すると、彼女は三、四歩先で足を止め、少しだけ顔を傾ける。
「……美心って呼び捨てするの、やめてくれませんか?」
暗い影に、暗い声。
僕は戸惑った。
「えっ、どうして?」
「高槻くんとデキてるって勘違いされたくないので」
彼女はボソっと呟き、背中を向けた。
僕は伸ばしかけた手を、そっと引き戻す。
ため息をつき、佇んでいると、誰かが肩に手を回してきて体が揺れた――賢ちゃんだ。
「おいおい、そんな顔すんなって。モテ期逃すぞ〜?」
「そんなんじゃないのに」
賢ちゃんは、僕が美心に積極的に話しかけてる理由を知らない。
近づいたのは、恋心じゃないのに。
「冗談だってば。……ほら、それよりボール貸して」
賢ちゃんは、手を差し出した。
「もしかして、相手してくれるの?」
僕は自然と頬が緩んで、ボールを手渡し、少し距離を置いた。
「秋の試合に出るんだから、これからビシバシしごくぞ。弱音、吐くなよ〜?」
「賢ちゃん、ありがと」
バレー部に入部して、三日目。
二度目の昨日は、トスしてもらったボールに初めて触れることができた。
褒めてもらえる分、やる気も一段階アップしている。
賢ちゃんと練習を始めてから波に乗った頃。
女子コートからドンッと大きな音がした。
目を向けると、ネット下で美心が尻もちをついている。
「鈴奈さん、ごめ〜ん。
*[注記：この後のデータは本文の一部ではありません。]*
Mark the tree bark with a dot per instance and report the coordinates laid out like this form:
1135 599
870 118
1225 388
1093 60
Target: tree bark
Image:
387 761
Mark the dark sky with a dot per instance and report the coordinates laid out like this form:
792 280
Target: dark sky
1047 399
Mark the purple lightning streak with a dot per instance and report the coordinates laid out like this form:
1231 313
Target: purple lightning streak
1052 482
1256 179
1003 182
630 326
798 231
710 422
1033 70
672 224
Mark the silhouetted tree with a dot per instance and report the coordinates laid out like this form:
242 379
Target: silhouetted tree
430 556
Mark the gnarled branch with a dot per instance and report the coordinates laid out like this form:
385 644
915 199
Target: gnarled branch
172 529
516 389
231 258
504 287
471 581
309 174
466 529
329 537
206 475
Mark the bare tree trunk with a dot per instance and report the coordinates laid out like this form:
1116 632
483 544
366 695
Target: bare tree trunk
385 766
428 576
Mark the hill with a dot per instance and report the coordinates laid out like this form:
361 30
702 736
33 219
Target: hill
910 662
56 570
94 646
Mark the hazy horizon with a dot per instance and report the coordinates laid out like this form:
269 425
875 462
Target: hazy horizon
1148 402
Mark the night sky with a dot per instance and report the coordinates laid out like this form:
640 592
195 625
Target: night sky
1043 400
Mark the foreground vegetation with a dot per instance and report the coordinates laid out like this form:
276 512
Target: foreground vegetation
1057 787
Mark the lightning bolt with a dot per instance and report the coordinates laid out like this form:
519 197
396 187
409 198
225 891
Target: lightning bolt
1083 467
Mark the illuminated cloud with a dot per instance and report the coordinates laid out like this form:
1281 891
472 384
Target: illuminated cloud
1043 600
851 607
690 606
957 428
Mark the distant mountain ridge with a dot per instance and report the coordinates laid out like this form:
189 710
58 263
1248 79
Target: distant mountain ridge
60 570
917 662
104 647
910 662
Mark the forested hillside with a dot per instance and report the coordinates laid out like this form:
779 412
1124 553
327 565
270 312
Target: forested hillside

大丈夫?」
近くにいる女子が、美心の前に屈む。
「平気……です」
「立ち上がれる?」
「ホントになんともないんで、気にしないで下さい……」
二、三人の女子が、美心を囲んで心配する。
美心はゆっくりと手をついて立ち上がった――が、次の瞬間。
額にシワを寄せ、すかさず足首を押さえた。
人に囲まれているのに、美心の目はどこにも向いていない。
恐らく、誰にも頼りたくないんだと思った。
美心は小さくため息をつき、手を支えにして立ち上がった。
僕は異変に気づいたと同時に、足が一歩進んだ。
でも、また拒絶されてしまいそうな気もして、それ以上足が進まなかった。
賢ちゃんはこのタイミングで僕の横につく。
「鈴奈って、怯えた猫みたいだよな。近づいたら牙を向くぞ、って脅しているような目をしてさ」
賢ちゃんは、僕の肩に手を置いて美心を見つめた。
美心は足を気にしながらも、目でボールを追っている。
「話しかけても逃げちゃうんだよね。さっきみたいにさ」
美心の拒絶の裏に寂しさが隠れているような気がして、どう接していいかわからない。
――いまは、遠くから見守るしかできないのだろうか。